5. The method for preparing the block copolymer according to claim 1, characterized in that, In step (4), the concentration of monomer B in trifluoroethanol is 0.25-0.50 mol / L; the reaction conditions are: after degassing the mixed solution, nitrogen gas is bubbled in, ice bath treatment is performed for 20-30 min, the temperature is raised to 65-70℃, the reaction is carried out for 16-24 h, and the reaction is quenched by exposing it to air under liquid nitrogen conditions.
6. The block copolymer prepared by the preparation method according to any one of claims 1-5.

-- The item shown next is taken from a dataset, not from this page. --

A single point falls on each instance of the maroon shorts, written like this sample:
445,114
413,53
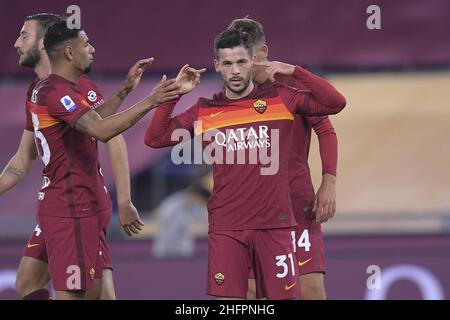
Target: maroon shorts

7. The use of the block copolymer of claim 6 in the preparation of a salt-resistant chemical cold mining viscosity reducer.
8. A salt-resistant chemical cold-harvesting viscosity reducer, characterized in that, The chemical cold-extraction viscosity reducer comprises the block copolymer as described in claim 6 and silica, wherein the mass fraction of the block copolymer in the chemical cold-extraction viscosity reducer is 0.05-0.15%, the mass fraction of silica is 0.05-2.0%, and the silica is water-soluble nano silica with a particle size of 160-240 nm.
9. The preparation method of the salt-resistant chemical cold-harvesting viscosity reducer according to claim 8, characterized in that, Includes the following steps: After the block copolymer is mixed evenly with silica, it is dissolved in water to obtain a salt-resistant chemical cold mining viscosity reducer.
10. The application of the salt-resistant chemical cold-extraction viscosity reducer according to claim 8 in heavy oil viscosity reduction.